I wear my hat when I'm with her
Yes she does pick up her feet
I don't know how to stop her jumping over fences, her owner will help me with that one


----------



## dommycob (Dec 16, 2012)

DuffyDuck said:


> A metre.
> 
> To the side, behind, in front?
> 
> ...


She stands kind of diagonal but more to the side than behind

She is respectful to my space, she doesn't necessarily walk into me, barge me or come into my space at all.


----------



## DuffyDuck (Sep 27, 2011)

dommycob said:


> She stands kind of diagonal but more to the side than behind
> 
> She is respectful to my space, she doesn't necessarily walk into me, barge me or come into my space at all.
> 
> I'm listening right now. I'm not going to listen to the ones that tell me I have no business with her


 
As far as I am aware, people have told you that you need HELP.

The fact you have no help apart from the owner (who would answer the questions you asked if she had any idea, and should be supervising you around an unhandled horse... which means you would not have sat down in the field) means that at this current time you DON'T have any business around this horse.

You do not have the skill set to take on such an animal on your own. People are concerned about your safety, they aren't trying to stomp on your parade.

Get a trainer, get someone like Cherie to help you and look at the training thread and search for things that will help you. NONE of what is on the internet will beat having someone train you to train the horse.

Do not put yourself in a position where you end up ruining the horse through inexperience. 

Do not put yourself in a position where you can be endangered.

Because she follows you around, it doesn't mean she has respect for you. You're new, she's curious. THAT is why she follows you around the place.


----------



## BlueSpark (Feb 22, 2012)

> That's because I was once the invincible teen and have broken pretty much everything in my body.


 yep. We should start a club. I rode anything anyone would put me on.

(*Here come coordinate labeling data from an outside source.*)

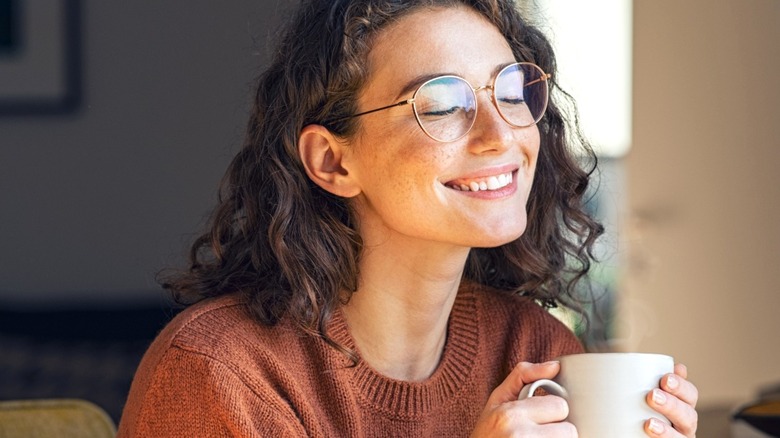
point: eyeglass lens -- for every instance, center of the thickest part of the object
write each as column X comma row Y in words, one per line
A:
column 445, row 107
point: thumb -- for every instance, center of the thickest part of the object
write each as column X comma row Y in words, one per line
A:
column 521, row 375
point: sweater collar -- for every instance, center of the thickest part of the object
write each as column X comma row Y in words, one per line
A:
column 412, row 399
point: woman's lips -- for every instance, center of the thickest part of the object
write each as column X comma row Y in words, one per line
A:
column 486, row 183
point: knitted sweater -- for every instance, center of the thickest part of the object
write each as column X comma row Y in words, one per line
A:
column 216, row 372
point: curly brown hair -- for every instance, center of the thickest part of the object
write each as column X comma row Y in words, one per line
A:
column 294, row 249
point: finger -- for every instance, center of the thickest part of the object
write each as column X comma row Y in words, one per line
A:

I broke a bone in my leg, two in my feet, two ribs, cracked tail bone, wrist, collar bone, major tendon damage in my ankle, twice, something like 4 concussions and 6 cases of whiplash(lost track of the exact number) and that's not even getting into the accidents that caused soft tissue damage, back issues, etc.

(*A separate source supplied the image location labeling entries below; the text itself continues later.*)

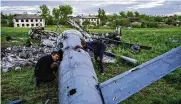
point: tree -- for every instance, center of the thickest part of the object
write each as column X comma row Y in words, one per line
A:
column 102, row 16
column 122, row 13
column 45, row 13
column 86, row 23
column 130, row 14
column 136, row 14
column 65, row 10
column 56, row 15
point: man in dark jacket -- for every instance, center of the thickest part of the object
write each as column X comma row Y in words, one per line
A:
column 46, row 67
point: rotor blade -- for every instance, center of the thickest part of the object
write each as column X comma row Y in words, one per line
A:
column 124, row 85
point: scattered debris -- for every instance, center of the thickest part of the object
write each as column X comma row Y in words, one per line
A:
column 18, row 56
column 135, row 48
column 15, row 102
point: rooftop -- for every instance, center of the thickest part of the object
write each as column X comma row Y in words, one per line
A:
column 87, row 17
column 27, row 16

I'm a pretty decent rider, and I can handle a green, naughty, spooky horse better than most, but I paid a heavy price. I WISH someone would have been there to say no, put me in lessons and teach me the right way. I will spend the rest of my life paying for my recklessness when young.

People will judge you for your age. It DOES matter. look at it realistically. most children don't have good enough motor function to ride solo till between 5-7. IF you have been riding weekly with an experienced trainer since then, which is not extremely likely, you have at the very most 8 years experience. 

I am a lot older than you. I have worked with some great horse people and ridden thousands of miles on dozens of horses of all ages types and genders, several of which I started from the ground up myself, several were confirmed abuse or neglect cases, many were problem horses that needed retraining or ottbs fresh off the track. I've jumped, chased cows, done some dressage, ridden some extreme mountain trails.

To give you some perspective; I WOULD NOT CONSIDER MYSELF EXPERIENCED. Especially looking at some of the people on this site. Comparing myself to them I look about as experienced as a beginner sitting in the saddle for the first time.

So back to the original post, a horse doesn't need someone to approach and retreat a million times, zig zag back and forth in the field while singing, wander around trying to get it to follow. It needs set guidelines, rules it knows how to follow, and to be taught respect and trust. If a trainer isn't an option and your determined, order Clinton Andersons book and follow every step. Don't coddle the mare, stop doing "liberty" work. Give her a fair job and don't treat her like a pet.

We have a 13 year old that volunteers at the barn. She is in love with a very sweet tempered yearling. She is only allowed to handle her under experienced supervision.


----------



## rookie (May 14, 2012)

So, what is OP is your training plan? What kind of riding are you going to do? You seem to have a very idealistic perspective on this horse. If I was the owner I would not let you near my horse, mostly because it was injured in your care. Jumping a fence and a swollen knee is a huge concern for me. I would be so ashamed and embarrassed if I injured someone else's horse by doing something as foolish as what you were doing. All I see when you say the horse jumped a fence and ended up with a swollen knee is a chip fracture. 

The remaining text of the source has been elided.